The patient was a 71-year-old male diagnosed with renal AL amyloid nephrotic syndrome in March of 2007 and underwent a stem cell transplant in December of 2007, obtained an organ response with urinary protein falling from 10.5 g/24 h to 1.5 g/24 h. The patient developed congestive heart failure in July of 2013 and underwent an endomyocardial biopsy that demonstrated amyloid. Proteomic typing demonstrated that this patient had TTR cardiac amyloid, and genetic studies demonstrated the TTR gene to be wild-type, so-called senile cardiac amyloidosis. He died at the age of 79 of progressive heart failure 39 months following the diagnosis of TTR cardiac amyloidosis. Comment: This patient had two types of amyloidosis. He had AL amyloidosis successfully treated and had not relapsed after 9.5 years but subsequently developed age-related cardiac amyloidosis that could have easily been misdiagnosed as relapsing AL if cardiac biopsy and proteomic analysis had not been done.

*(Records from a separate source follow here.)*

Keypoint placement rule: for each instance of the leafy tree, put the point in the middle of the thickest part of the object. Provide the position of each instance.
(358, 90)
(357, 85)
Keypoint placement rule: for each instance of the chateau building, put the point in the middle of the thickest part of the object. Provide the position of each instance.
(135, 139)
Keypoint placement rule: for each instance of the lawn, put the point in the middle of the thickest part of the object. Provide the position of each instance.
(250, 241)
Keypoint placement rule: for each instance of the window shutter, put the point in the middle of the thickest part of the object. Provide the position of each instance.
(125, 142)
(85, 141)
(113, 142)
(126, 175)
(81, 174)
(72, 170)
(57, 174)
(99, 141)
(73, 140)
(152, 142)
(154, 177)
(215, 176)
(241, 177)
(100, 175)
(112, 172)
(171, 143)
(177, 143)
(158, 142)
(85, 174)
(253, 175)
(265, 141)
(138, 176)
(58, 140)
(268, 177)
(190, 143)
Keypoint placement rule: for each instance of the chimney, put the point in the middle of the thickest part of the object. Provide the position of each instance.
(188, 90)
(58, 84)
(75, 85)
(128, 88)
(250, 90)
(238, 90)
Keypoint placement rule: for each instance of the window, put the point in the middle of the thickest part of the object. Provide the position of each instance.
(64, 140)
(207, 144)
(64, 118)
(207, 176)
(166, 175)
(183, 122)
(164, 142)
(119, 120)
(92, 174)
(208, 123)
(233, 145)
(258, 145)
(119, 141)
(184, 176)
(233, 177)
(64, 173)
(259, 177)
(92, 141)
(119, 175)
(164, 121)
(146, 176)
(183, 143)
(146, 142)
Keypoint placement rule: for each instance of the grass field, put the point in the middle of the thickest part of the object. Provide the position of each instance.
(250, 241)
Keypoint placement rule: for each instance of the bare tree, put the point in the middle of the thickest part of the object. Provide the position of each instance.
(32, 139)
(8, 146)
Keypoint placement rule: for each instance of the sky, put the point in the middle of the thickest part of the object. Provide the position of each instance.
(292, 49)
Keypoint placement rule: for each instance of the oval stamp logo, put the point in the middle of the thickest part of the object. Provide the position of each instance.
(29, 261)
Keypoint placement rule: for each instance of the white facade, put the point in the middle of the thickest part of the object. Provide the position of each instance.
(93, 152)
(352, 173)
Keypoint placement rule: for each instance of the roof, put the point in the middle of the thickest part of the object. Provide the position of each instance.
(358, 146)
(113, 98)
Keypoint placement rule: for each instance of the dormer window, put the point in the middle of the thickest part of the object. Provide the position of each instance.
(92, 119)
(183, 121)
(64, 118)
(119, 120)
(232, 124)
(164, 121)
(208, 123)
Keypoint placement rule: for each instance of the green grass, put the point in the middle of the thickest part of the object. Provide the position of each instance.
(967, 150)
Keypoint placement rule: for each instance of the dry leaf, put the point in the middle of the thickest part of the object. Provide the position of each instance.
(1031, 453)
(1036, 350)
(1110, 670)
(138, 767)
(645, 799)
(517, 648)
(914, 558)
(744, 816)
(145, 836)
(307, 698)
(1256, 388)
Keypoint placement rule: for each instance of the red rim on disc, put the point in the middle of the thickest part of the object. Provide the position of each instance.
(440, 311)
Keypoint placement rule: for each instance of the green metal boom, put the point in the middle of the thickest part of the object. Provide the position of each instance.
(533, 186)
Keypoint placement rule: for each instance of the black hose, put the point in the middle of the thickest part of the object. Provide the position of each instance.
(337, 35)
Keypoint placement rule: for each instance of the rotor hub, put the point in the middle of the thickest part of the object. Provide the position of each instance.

Over 15 years ago, it was common to identify amyloid in a patient with a monoclonal gammopathy and assume that this was AL type. However, in 81 patients with TTR amyloidosis, an M protein was found in 20 of the 81 and an abnormal free light chain ratio in 8 of the 81[24]. A second study of wild-type TTR amyloidosis also demonstrated a monoclonal protein in 25% of patients[25]. Finally, even when AL is diagnosed with proteomic analysis, this does not indicate whether the amyloidosis is localized or systemic. Attention must be given, particularly to those patients who present with amyloid in a skin biopsy, bladder biopsy, laryngeal biopsy, or at the edge of a colonic ulcer or polyp, that the amyloid may be a localized AL amyloidosis that requires no intervention[26].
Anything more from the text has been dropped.